4.3.1 Pengertian Laporan
Laporan dalam bahasa Inggris "report" berasal dari bahasa Latin "portare" yang berarti membawa atau mengangkut. Awalan (prefix) "re" berarti kembali, maknanya bahwa jika seseorang ditugaskan untuk mengadakan penelitian, dan setelah itu ia harus membawa hasil fakta dan data hasil penelitian tersebut obyektif dan tulus. Laporan dimaksudkan untuk memberikan gambaran mengenai peristiwa yang terjadi. Isi laporan yang benar akan mendorong mutu penulisan laporan yang baik.

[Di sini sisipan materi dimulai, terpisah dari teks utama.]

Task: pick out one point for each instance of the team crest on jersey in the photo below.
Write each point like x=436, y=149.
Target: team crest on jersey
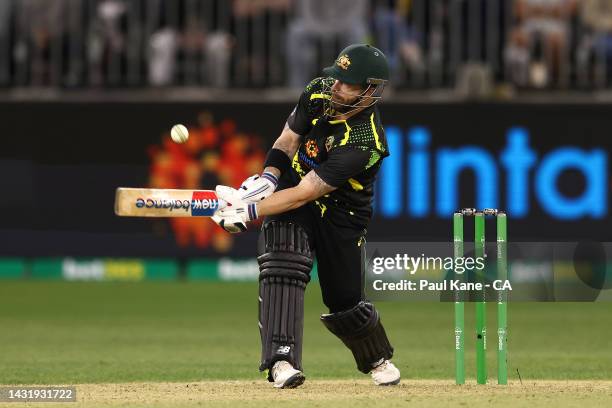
x=343, y=62
x=329, y=142
x=312, y=150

Artinya, kebenaran isi tercakup pada laporan yang memiliki bentuk yang sistematis, penalaran yang jelas, dan mengikuti bahasa dengan kritis. Secara umum, laporan dapat dianggap sebagai pelaksanaan komunikasi secara tertulis dan lisan. Sedangkan secara khusus yaitu dalam konteks administrasi, laporan memperoleh pengertian khusus sebagai pertanggungjawaban pelaksanaan tugas dan fungsi setiap satuan organisasi. (Soetrisno dan Renaldi, Brisma : 121)
Dari beberapa pengertian tersebut di atas, dapat disimpulkan bahwa laporan adalah setiap tulisan yang berisi hasil pengolahan data informasi. Laporan juga merupakan alat komunikasi yang di dalamnya terdapat, beberapa kesimpulan atau rekomendasi dari fakta-fakta atau keadaan yang telah diselidiki. Berdasarkan pengertian ini, suatu laporan berkaitan dengan suatu penyelidikan, penglihatan, pengamatan, pendengaran, penelitian dari suatu keadaan yang kemudian diperoleh data/informasi yang relevan. Selanjutnya, data informasi tersebut diolah dan ditulis menjadi suatu laporan.
Oleh karena laporan berisi informasi yang dapat dikomunikasikan, maka laporan dapat digunakan oleh pihak lain untuk tujuan tertentu. Laporan yang dibuat harus jelas tujuannya. Pada umumnya, laporan mempunyai beberapa tujuan sebagai berikut:
a. mengatasi masalah;
b. mengambil keputusan;
c. mengetahui perkembangan/kemajuan;
d. mengadakan pengawasan, pengendalian atau perbaikan;
e. menemukan teknik-teknik baru.
Ilustrasi berikut ini menunjukkan bahwa tujuan pembuatan laporan tidak hanya satu tujuan melainkan dapat lebih dari satu tujuan, yaitu menumpuknya barang-barang di gudang. Setelah mendapatkan informasi secukupnya, dapat diketahui penyebab menumpuknya barang di gudang. Salah satu penyebabnya adalah pemasukan barang ke gudang yang cepat tetapi arus keluarnya lambat karena otorisasi yang lambat. Di samping itu, barang yang sudah diizinkan keluar dari gudang belum dapat diangkat karena kendaraan yang ada terbatas jumlahnya. Informasi lain adalah sempitnya gudang rumitnya sistem yang dianut.